It may take time to change the behaviour of an obese patient but clinicians can introduce basic concepts during the course of a normal consultation in the guise of sensible advice. Appropriate behavioural strategies will be needed to make and sustain new behaviours for life (see table 6).30 Lifestyle weight management programmes which encourage these strategies are covered in more detail below.
A person’s current physical fitness and ability should always be taken into account. People should be encouraged to build up to recommended levels of exercise, using a managed approach with agreed goals.
NICE and SIGN recommend that daily sessions of moderate activity of 45–60 minutes will help prevent overweight and obesity, with higher daily targets of 60–90 minutes recommended to prevent weight regain.3,30 Moderate activity is any when breathing rate and body temperature is increased and conversation is comfortable. Many people may find these targets overwhelming and only 34% of the population currently self-report that they manage this much activity.31
It is therefore important to encourage patients to set small, achievable goals based on increasing their current activity levels. Individuals, particularly the sedentary, should be encouraged to reduce inactive periods, such as watching television or sitting at a computer. Explain that recommended daily activity levels can be taken in one session or several shorter ones lasting 10 minutes or more.

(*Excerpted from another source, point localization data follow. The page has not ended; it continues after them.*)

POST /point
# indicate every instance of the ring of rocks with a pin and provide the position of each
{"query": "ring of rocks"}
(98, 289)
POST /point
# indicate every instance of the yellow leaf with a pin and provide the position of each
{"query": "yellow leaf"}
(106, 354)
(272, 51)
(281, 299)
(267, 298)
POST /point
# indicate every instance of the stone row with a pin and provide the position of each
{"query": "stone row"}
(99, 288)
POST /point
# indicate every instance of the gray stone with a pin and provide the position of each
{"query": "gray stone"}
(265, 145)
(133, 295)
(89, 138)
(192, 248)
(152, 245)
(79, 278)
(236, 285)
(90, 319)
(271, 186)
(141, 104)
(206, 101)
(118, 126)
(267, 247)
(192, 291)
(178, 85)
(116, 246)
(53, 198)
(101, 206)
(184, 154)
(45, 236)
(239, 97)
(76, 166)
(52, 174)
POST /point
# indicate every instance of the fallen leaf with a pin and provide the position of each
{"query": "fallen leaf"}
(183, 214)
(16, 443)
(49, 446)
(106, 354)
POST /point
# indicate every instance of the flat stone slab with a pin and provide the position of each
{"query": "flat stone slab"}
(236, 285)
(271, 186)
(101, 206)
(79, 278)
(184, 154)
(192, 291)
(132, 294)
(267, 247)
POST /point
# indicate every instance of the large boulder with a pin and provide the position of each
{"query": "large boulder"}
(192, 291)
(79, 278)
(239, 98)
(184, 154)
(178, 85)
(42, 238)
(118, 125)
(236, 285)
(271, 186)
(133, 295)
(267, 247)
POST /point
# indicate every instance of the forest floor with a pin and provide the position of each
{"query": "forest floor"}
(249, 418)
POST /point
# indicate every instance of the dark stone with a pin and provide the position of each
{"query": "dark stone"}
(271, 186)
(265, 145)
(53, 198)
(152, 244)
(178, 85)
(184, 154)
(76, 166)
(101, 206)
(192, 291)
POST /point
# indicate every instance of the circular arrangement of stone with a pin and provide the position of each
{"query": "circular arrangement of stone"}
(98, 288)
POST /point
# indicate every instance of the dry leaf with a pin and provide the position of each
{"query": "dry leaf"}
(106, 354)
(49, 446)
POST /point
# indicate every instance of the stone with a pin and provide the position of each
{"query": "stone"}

Emphasise that activity can be wide ranging and does not necessarily have to include going to the gym. Suggest activities that can be easily incorporated into everyday life and that patients aim to do something they enjoy, such as brisk walking, gardening or cycling. Other activities to recommend include swimming, walking a certain number of steps each day (using a pedometer can be helpful here), or stair climbing. For people who are less mobile other options need to be considered and offered. Recent research has shown that drumming, for example, can be recommended as a physical activity and it often engages people who are normally reluctant to exercise.32
Vigorous intensity activity can also be incorporated into any physical activity programme gradually (after four to 12 weeks of moderate activity programme) but it is probably not appropriate for the very obese (BMI > 35 kg/m2)
People should be aware of the significant health benefits associated with an active lifestyle which include improved control of type 2 diabetes, lipid profiles, blood pressure, insulin sensitivity and self esteem. They should be encouraged to use support mechanisms to increase their chances of maintaining activity levels on a long-term basis.
Dietary advice should be flexible and tailored to individual preferences. People should be encouraged to eat healthily while reducing their calorific intake.3
Encourage a move towards eating a healthy balanced diet (see table 7).3 For sustainable weight loss, recommend any weight loss programme where energy intake is less than energy expenditure with a ~600 kcal/day energy deficit. People should be encouraged to replace high-fat, high carbohydrate foods (such as those containing animal fat, sugary drinks and foods) with low fat, low carbohydrate and high protein foods (wholegrains, cereals, fruits, vegetables, poultry, fish). ‘Fast foods’ and ‘take-aways’ should be reduced. Low carbohydrate, low fat and high protein diets have the most evidence for sustained weight loss.
Restrictive and nutritionally unbalanced diets could be considered but should be advised and used with caution as they can be harmful and are ineffective in the long term. Very low calorie diets (<1,000 kcal/day) may be used (with appropriate support) for a maximum of 12 weeks if a person is obese and has reached a plateau in weight loss.